Since the US and Israel began the war on February 28, it has killed at least 3,000 people in Iran, in 2020 in Lebanon, 23 in Israel and more than a dozen in the Gulf Arab states, and caused lasting damage to infrastructure in half a dozen Middle Eastern countries. Iran’s grip on the Strait of Hormuz has largely cut off the Persian Gulf and its oil and gas exports from the global economy, sending energy prices soaring.
Pakistani Foreign Minister Ishaq Dar said his country will try to facilitate a new dialogue between Iran and the US in the coming days.
“It is imperative that the parties continue to adhere to their ceasefire commitment,” Dar said.
The standoff — and Vance’s take-it-or-leave-it proposal that Iran end its nuclear program — mirrored February’s nuclear talks in Switzerland. Although Trump has said the ensuing war was intended to force Iran’s leaders to give up their nuclear ambitions, both sides’ positions appeared unchanged during negotiations after six weeks of fighting.
An Iranian diplomatic official, speaking on condition of anonymity because of the sensitivity of the closed-door talks, denied that negotiations over Iran’s nuclear ambitions had failed.
“Iran does not seek to acquire nuclear weapons, but has the right to nuclear energy for peaceful purposes,” they said, reiterating Iran’s long-standing negotiating position.
There was no word on whether they would resume, although Iran said it was open to continuing dialogue, Iran’s state news agency IRNA reported.
“We never wanted war. But if they try to win through talks what they could not win on the battlefield, that is absolutely unacceptable,” said 60-year-old Mohammad Bagher Karami in central Tehran.
The US wants to change the status quo in the Strait of Hormuz
The United States and Iran entered talks with starkly different proposals and opposing assumptions about their leverage to end the war. Before the negotiations began, the ceasefire was already threatened by deep disagreements and Israel’s continued attacks on Iran-backed Hezbollah in Lebanon.
Iran’s 10-point proposal ahead of the talks called for a guaranteed end to the war and sought control of the Strait of Hormuz. It included ending the fight against Iran’s “regional allies,” explicitly calling for a halt to Israeli attacks on Hezbollah.
Pakistani officials told The Associated Press in March that the U.S. 15-point proposal included monitoring mechanisms and a rollback of Iran’s nuclear program. Speaking on condition of anonymity because they were not authorized to discuss details, they said it included the reopening of the Strait of Hormuz.
Iran’s closure of the strait has proven to be its biggest strategic advantage in the war.
During the talks, the US military said two destroyers crossed the critical waterway ahead of demining operations, a first since the start of the war. However, Iranian state media reported that the country’s Joint Military Command denied this.

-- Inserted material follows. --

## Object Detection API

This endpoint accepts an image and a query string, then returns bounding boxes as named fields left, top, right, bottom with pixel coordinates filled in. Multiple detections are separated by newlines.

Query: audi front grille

“We’re navigating the situation. Whether we make a deal or not makes no difference to me,” Trump said as talks stretched into early Sunday morning.
Israel continues in Lebanon
The standoff raises new questions about the fighting in Lebanon. Israel has continued strikes since announcing the ceasefire, saying the agreement did not apply there. Iran and Pakistan claimed otherwise.
The Lebanese state news agency reported that six people were killed in an Israeli attack on Sunday morning in Maaroub, a village near the southern coastal city of Tyre. While Israel’s attacks on Beirut have calmed down in recent days, attacks on southern Lebanon have intensified, in addition to a ground invasion that was renewed after Hezbollah launched missiles at Israel in the early days of the war with Iran.
Negotiations between Israel and Lebanon are expected to start in Washington on Tuesday, Lebanese President Joseph Aoun’s office said, following Israel’s surprise announcement that talks were being allowed despite the lack of official ties between the countries. Protests broke out in Beirut on Saturday over the planned negotiations.
Israel wants the Lebanese government to take responsibility for disarming Hezbollah, just as envisaged in the November 2024 ceasefire. But the militant group has survived decades of attempts to curb its power.
On the day the ceasefire with Iran was announced, Israel bombarded Beirut with airstrikes, killing more than 300 people in Lebanon’s deadliest day since the war began, the country’s health ministry said.